Pour résumer l’approche et la pratique de la P2P Foundation, je dirais qu’il faut identifier les forces à l’intérieur d’une institution qui ont de la sympathie pour l’idée des communs, que ce soit des élu⋅e⋅s ou des fonctionnaires, et ouvrir avec ces personnes des canaux de communication. On voit bien ici que plutôt que de considérer l’institution comme une entité homogène, on œuvre avec l’esprit du pair à pair, d’humain à humain.

Les principaux obstacles que l’on rencontre et qu’il faut réussir à lever, c’est d’une part la conception très centralisée de la plupart des élus et des administrateurs qui considèrent qu’ils sont des représentants du peuple et que donc ce sont eux qui décident, et d’autre part une vision de l’économie qui ne reconnaît pas la valeur contributive mais uniquement la valeur marchande, et peut donc facilement considérer les communs comme “marginaux”. Il s’agit donc souvent de les convaincre en faisant un état des lieux des communs existants, dont ils ignorent souvent tout ou presque dans leurs propres communes, et en leur montrant des exemples concrets de ce que peuvent apporter les communs à la commune, particulièrement dans un contexte où les subventions étatiques se font de plus en plus rares et que les budgets communaux doivent nécessairement être gérés différemment…

Ce qui me paraît important c’est de démontrer la valeur sociale et environnementale des externalités positives, de la production contributive par le biais des communs; et la capacité de neutraliser des externalités négatives, ce qui se traduit par des gains tout à fait essentiels au niveau de la dépense publique, qui peuvent alors être transférés vers les communs, dans une “finance circulaire”.
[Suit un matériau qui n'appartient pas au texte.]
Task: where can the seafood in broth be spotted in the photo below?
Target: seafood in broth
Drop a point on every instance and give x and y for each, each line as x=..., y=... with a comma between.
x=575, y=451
Une deuxième priorité du moment me paraît la capacité de démontrer par l’exemple l’impact bénéfique en termes d’emplois “ayant du sens”, et donc d’avoir des « green new deal » , orientés communs, au niveau du territoire. Nous devons démontrer que les communs créent vraiment de la valeur, et que cette création de valeur permet de créer des mécanismes de financement de tout le travail regénératif qui se fait par le biais des communs. Pour défaire l’alliance entre les forces extractives et une classe ouvrière désœuvrée, il faut recréer un tissu productif qui embrasse les travailleurs de la connaissance, avec les travailleurs de tous bords. Concrètement par exemple, un projet d’alimentation bio pour tous les élèves de l’enseignement public d’une commune, cela signifie du travail pour les paysans, pour les coursiers, pour les cuistots,… tous unis dans un écosystème collaboratif.